La crise croissante des opioïdes en Amérique a été un point central pour de nombreux films et émissions de télévision acclamés ces dernières années. De la série Dopesick de Hulu, lauréate d’un Emmy Award, qui a retracé les origines de l’épidémie chez Purdue Pharma et dans les communautés rurales où leurs médicaments ont causé le plus de dommages, au documentaire All the Beauty and the Bloodshed de Laura Poitras, qui a remporté le prix principal du Festival du film de Venise de l’année dernière. Painkiller de Netflix est la dernière œuvre du genre.

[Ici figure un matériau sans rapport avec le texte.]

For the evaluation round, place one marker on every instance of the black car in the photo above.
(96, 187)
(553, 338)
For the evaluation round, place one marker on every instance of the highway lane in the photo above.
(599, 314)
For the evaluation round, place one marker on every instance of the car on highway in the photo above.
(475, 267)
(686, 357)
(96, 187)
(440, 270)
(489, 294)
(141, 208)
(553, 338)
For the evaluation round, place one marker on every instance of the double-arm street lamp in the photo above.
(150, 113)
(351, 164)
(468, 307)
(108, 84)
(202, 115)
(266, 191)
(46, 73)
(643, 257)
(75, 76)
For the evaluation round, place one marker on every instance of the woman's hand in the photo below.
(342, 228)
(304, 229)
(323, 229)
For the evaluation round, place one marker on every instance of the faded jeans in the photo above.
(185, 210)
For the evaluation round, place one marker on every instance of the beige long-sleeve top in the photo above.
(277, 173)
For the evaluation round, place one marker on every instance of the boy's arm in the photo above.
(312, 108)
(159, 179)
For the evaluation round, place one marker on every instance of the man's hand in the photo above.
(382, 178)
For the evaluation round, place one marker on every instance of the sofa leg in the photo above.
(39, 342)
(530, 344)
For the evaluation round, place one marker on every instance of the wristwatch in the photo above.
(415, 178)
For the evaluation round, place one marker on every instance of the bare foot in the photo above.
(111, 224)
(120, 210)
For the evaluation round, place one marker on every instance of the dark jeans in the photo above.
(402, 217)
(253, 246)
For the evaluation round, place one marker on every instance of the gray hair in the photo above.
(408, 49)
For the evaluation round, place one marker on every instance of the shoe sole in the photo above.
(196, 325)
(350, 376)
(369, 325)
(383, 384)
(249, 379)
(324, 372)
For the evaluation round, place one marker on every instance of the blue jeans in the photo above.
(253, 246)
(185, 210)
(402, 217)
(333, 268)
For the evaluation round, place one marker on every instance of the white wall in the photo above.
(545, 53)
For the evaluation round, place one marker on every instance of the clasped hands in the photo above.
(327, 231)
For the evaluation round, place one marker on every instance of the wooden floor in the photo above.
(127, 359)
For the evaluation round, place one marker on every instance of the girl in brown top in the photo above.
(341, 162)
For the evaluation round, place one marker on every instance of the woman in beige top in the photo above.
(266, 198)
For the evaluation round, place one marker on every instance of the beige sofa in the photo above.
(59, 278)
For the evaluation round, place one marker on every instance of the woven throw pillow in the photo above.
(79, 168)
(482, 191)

Basée à la fois sur le livre de Barry Meier, Pain Killer: An Empire Of Deceit And The Origin Of America’s Opioid Epidemic, et sur l’article d’Empire of Pain de Patrick Radden Keefe dans le New Yorker, Painkiller explore la combinaison de facteurs qui ont permis à la crise de prendre une telle ampleur : les méfaits de la famille Sackler, propriétaire de Purdue Pharma, le véritable besoin non satisfait de milliers de patients souffrant de douleur et les systèmes qui ont constamment échoué à les protéger. Bien que Painkiller soit partiellement romancé et mette en scène plusieurs personnages composites, l’horreur qu’il dépeint est absolument réelle. Voici un aperçu de l’histoire vraie derrière la série.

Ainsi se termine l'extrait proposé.